Drug and drug–micelle release profiles using radiofrequency. (A & B) Cumulative release graphs (% and mg) of RF-triggered release (5 min) after 5 days of free-diffusive release of the drug (indomethacin) and drug carrier (D-α-tocopheryl PEG succinate 1000 micelles with indomethacin) from titania nanotube-titania implant compared with nontriggered release by RF. The insets show (zoomed-in) cumulative release graphs with a time scale in minutes after RF exposure. Results are presented as the mean ± standard deviation of three independent repeats.
RF: Radiofrequency.

From the presented results, we can clearly conclude that AuNP-assisted RF stimulation can be successfully used for on-demand and noninvasive triggered release of drug carriers from TNT–Ti implants.
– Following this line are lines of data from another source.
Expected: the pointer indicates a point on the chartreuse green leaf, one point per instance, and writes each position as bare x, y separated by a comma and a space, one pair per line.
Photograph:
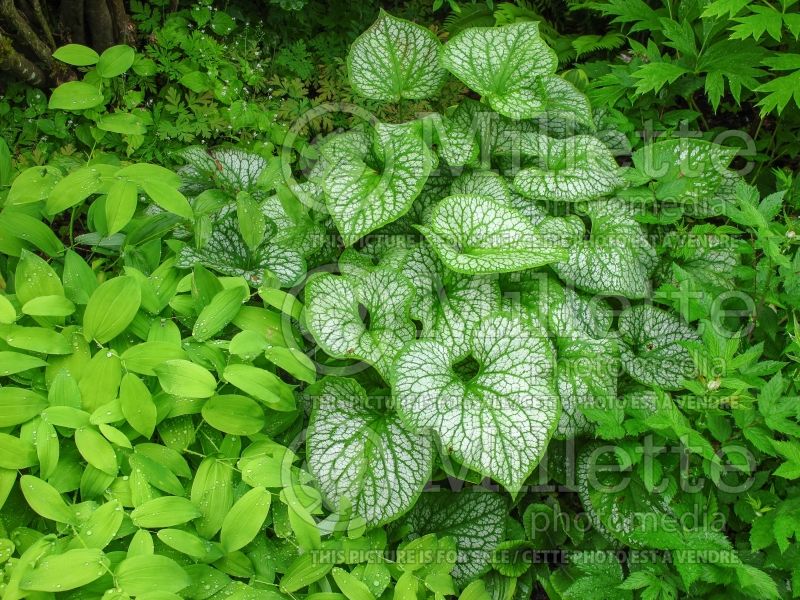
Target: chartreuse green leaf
334, 307
568, 169
264, 386
474, 519
372, 180
150, 574
75, 95
212, 493
361, 455
237, 415
111, 308
222, 309
652, 348
166, 511
45, 500
16, 453
19, 405
245, 519
395, 59
513, 69
184, 378
617, 259
479, 235
33, 185
137, 404
67, 571
494, 408
115, 60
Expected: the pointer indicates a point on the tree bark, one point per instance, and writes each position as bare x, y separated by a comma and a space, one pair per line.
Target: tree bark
25, 34
101, 27
71, 18
124, 32
15, 63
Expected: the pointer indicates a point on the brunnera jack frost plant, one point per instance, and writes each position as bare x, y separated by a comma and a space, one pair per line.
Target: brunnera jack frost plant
481, 246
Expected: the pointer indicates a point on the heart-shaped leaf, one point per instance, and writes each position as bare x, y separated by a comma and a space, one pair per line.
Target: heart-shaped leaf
362, 456
479, 235
651, 351
474, 519
364, 319
617, 259
226, 252
371, 182
517, 76
493, 409
574, 168
395, 59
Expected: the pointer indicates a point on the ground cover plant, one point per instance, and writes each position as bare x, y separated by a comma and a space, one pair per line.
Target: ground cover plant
457, 313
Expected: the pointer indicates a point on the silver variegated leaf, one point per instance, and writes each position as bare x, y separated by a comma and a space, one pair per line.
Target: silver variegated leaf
495, 408
361, 456
569, 169
617, 259
334, 305
513, 69
474, 519
370, 181
395, 59
479, 235
651, 346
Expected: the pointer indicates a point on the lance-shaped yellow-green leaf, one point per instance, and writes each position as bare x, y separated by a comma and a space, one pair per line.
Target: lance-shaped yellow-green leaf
569, 169
145, 357
48, 306
45, 500
245, 519
191, 545
234, 414
137, 405
212, 493
18, 405
395, 59
372, 180
67, 571
166, 511
495, 408
150, 574
304, 571
218, 313
111, 308
513, 69
262, 385
96, 450
101, 527
184, 378
479, 235
16, 453
365, 461
334, 306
The RF-induced AuNP heating is effective in causing accelerated transport of drug carriers from TNT. This localized heating of AuNPs occurs in a manner similar to the phenomenon observed in RF-induced hyperthermia or regional ablation of cancer cells.[38] The power from the RF generator transferred to our samples in solution was merely 20 W, which is considerably lower when compared with 100–800 W radiation generally used in targeted hyperthermia for cancers. Other influencing factors for RF-triggered release, such as RF frequency, amplitude, distance, and the direction and orientation of the trigger source (e.g., copper holder to position samples in our work) can be further optimized to make this process more controllable and efficient. This strategy is particularly valuable for drug-eluting implants in orthopedic, anticancer, wound healing and cardiovascular therapies, where triggered release can be made possible for urgent/critical, immediate and intensive treatment.